College football, women’s basketball players land most endorsements

The revenue floodgates started to swing open for college athletes last summer when the NCAA began to let student athletes profit off theirname, image and likeness (NIL) — and some of the biggest winners, as expected, are college football players.

An estimated 47.1% of NIL deals so far belong to football players, according to six months of data collected by Opendorse, a software company that provides a platform for athletes and their endorsement deals.

Women’s basketball, with 27.3% of NIL deals, ranks second. Men’s basketball is next, with 15.6% of the deals.

The remaining NIL deals are divided among women’s volleyball (2.4%), baseball (1.1%), men’s track and field (0.7%), women’s gymnastics (0.6%), women’s track and field (0.6%), women’s swimming and diving ( 0.5%) and softball (0.4%).

Haley (in orange shoes) and Hanna Cavinder are star basketball players for Fresno State University, and they have cashed in with the NCAA's new NIL policy as they have sponsorship deals with the WWE and several other businesses.

This data is based off transactions facilitated by Opendorse Desk — so it does not provide a complete picture and doesn’t account for the nuances that vary by sport. However, it does provide an early snapshot of how — and which — student athletes will benefit from the new policy..

Women athletes seem to be relatively big winners — a sharp contrast from early criticisms that allowing athletes to profit from endorsements would further widen the gap between male and female athletes.

One of the biggest examples to contradict that claim is Paige Bueckers, the star University of Connecticut guard who signed two major endorsement deals, including with Gatorade. She also signed a deal with StockX, an online marketplace and clothing reseller. Bueckers is on track to make her return to the court after being out for two months following knee surgery in December.

Connecticut guard Paige Bueckers plays against Butler during the first quarter of an NCAA college basketball game in Indianapolis, Saturday, Feb.  27, 2021.
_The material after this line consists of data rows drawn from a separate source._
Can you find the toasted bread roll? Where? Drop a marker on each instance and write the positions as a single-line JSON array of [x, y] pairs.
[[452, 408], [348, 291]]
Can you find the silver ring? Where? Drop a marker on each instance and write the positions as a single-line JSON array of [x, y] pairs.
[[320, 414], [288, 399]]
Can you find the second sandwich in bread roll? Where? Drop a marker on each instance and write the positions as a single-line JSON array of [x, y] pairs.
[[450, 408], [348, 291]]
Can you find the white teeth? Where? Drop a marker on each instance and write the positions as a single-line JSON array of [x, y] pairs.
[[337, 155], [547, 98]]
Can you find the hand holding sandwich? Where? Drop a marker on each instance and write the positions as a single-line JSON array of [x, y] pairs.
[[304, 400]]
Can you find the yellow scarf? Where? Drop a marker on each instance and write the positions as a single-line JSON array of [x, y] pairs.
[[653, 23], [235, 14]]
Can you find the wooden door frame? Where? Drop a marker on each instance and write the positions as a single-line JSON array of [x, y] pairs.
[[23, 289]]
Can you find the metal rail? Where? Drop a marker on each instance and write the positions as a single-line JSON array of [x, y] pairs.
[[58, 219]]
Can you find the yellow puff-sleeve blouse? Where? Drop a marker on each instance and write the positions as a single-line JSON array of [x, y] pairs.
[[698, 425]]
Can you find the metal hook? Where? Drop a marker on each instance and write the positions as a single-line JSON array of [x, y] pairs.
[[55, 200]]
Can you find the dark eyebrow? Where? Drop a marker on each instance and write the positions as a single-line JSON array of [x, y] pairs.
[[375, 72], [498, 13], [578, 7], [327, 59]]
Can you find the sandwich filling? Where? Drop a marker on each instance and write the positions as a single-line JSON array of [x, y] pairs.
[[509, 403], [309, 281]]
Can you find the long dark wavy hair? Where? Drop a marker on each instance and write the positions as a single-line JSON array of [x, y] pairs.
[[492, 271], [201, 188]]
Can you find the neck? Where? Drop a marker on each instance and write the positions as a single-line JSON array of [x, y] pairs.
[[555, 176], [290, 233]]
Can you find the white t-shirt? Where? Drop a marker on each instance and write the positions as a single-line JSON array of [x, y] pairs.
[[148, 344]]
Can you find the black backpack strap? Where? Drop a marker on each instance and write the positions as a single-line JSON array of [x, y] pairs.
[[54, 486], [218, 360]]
Just one day before the NIL era began, Rutgers Athletics announced the launch of R Edge, an educational platform powered by Opendorse Ready. The platform aimed to assist Scarlet Knights student-athletes with the management and development of their NIL deals.

“The R Edge program is a major step in helping our student-athletes maximize their potential,” said Rutgers Athletic Director Pat Hobbs in a statement at the time. “We make every effort to prepare our student-athletes for success in the classroom and in competition. In this fast-changing landscape, we also want to do everything we can to prepare them to take advantage of these new opportunities.”